Now, if budget deficits were truly as injurious to national security as the many of the deficit hawks now allege, why on earth would a country want to run them during wartime, when presumably the threat to our national security is at its greatest? Taking this logic to its perverse extreme, why would one ever declare war at a time of rising budget deficits, given the extent to which they are said to imperil our national wellbeing? National “solvency” or “affordability” never seem to be applied consistently across the board. Only when the issue of social welfare arises, do claims of fiscal profligacy become part of the debate.
Parenthetically, it is also worth overlaying US government fiscal deficits with movements in interest rates and inflation rates and changes to US tax regimes. These can all be seen at the US Treasury’s web site. You will see that they bear no statistically significant relationship with budget deficit levels per se over this entire period. The strongest relationship that can be established is the relationship between deficits and expenditure and hence economic growth (and employment growth).
Yet almost daily, we are bombarded with assertions bordering on the theological to the effect that budgetary profligacy, escalating health care costs and an aging population will inevitably lead to a day of “fiscal reckoning”. Read Don Peck’s story in the latest Atlantic Magazine: “How a New Jobless Era will Transform America“.
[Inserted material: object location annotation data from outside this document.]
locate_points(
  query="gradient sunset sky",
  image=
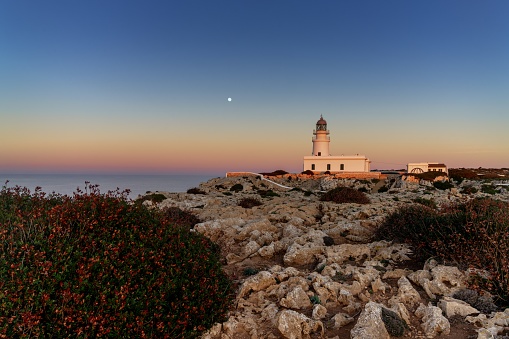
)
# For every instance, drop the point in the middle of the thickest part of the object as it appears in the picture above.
(142, 86)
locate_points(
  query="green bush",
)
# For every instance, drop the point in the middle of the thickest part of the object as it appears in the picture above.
(474, 234)
(345, 195)
(249, 202)
(95, 265)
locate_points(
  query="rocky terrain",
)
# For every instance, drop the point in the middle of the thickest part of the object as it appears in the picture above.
(309, 269)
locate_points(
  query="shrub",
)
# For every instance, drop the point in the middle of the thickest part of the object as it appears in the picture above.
(95, 265)
(178, 217)
(237, 188)
(154, 197)
(475, 234)
(443, 185)
(345, 195)
(469, 190)
(315, 300)
(249, 202)
(195, 190)
(250, 271)
(489, 189)
(276, 172)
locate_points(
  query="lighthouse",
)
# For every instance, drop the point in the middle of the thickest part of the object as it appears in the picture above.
(322, 161)
(321, 139)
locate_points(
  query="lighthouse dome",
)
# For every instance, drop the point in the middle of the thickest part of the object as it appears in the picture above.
(321, 125)
(321, 121)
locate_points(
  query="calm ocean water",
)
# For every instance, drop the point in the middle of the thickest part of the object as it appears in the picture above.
(138, 184)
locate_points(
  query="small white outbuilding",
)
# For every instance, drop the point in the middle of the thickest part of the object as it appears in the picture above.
(421, 167)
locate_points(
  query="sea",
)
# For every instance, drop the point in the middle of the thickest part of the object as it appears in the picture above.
(138, 184)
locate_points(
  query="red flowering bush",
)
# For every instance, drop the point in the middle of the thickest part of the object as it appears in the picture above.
(95, 265)
(342, 195)
(473, 234)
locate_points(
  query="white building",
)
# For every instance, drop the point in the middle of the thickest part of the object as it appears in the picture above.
(421, 167)
(322, 161)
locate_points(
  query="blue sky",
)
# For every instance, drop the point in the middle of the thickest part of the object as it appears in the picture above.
(141, 86)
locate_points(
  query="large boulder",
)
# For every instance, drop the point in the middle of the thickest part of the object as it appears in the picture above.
(298, 255)
(294, 325)
(257, 282)
(370, 323)
(433, 322)
(297, 298)
(452, 307)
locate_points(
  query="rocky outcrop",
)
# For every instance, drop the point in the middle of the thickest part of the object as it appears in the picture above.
(317, 271)
(433, 322)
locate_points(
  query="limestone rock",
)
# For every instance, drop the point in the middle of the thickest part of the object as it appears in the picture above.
(319, 312)
(370, 323)
(297, 255)
(433, 322)
(297, 298)
(341, 253)
(452, 307)
(294, 325)
(406, 294)
(257, 282)
(342, 319)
The story recounts what is undoubtedly the real intergenerational war that is being set up before our eyes. Forget about future public debt service becoming a yoke around the neck of future generations. The retired and retiring baby boomers want their high nominal fixed incomes plus purchasing power preservation (if not deflation) now and until the day they die. The youth want jobs and the prospects of a life worth living. The fiscal rectitude wing is literally strangling the baby in the crib today by denying a sensible fiscal response for the current generation’s plight, while hyperventilating that fiscal deficits will do the strangulation of the next generation tomorrow.
Viewed from that perspective, the terms of the debate have been truly twisted around. Granted, it is obviously more difficult to make the case for more government spending when legitimate distrust reasonably exists of dysfunctional financial and governmental systems. We have failed to adequately harness that distrust (and both President Obama and his Democrat allies are hugely culpable in this regard), which is naturally a distrust the deficit hawks can easily exploit today to satisfy their own agenda.
But at least the US has also been the common ground of populists and small “d” democratic reformers, and somehow, we have to find a way to speak to that effectively.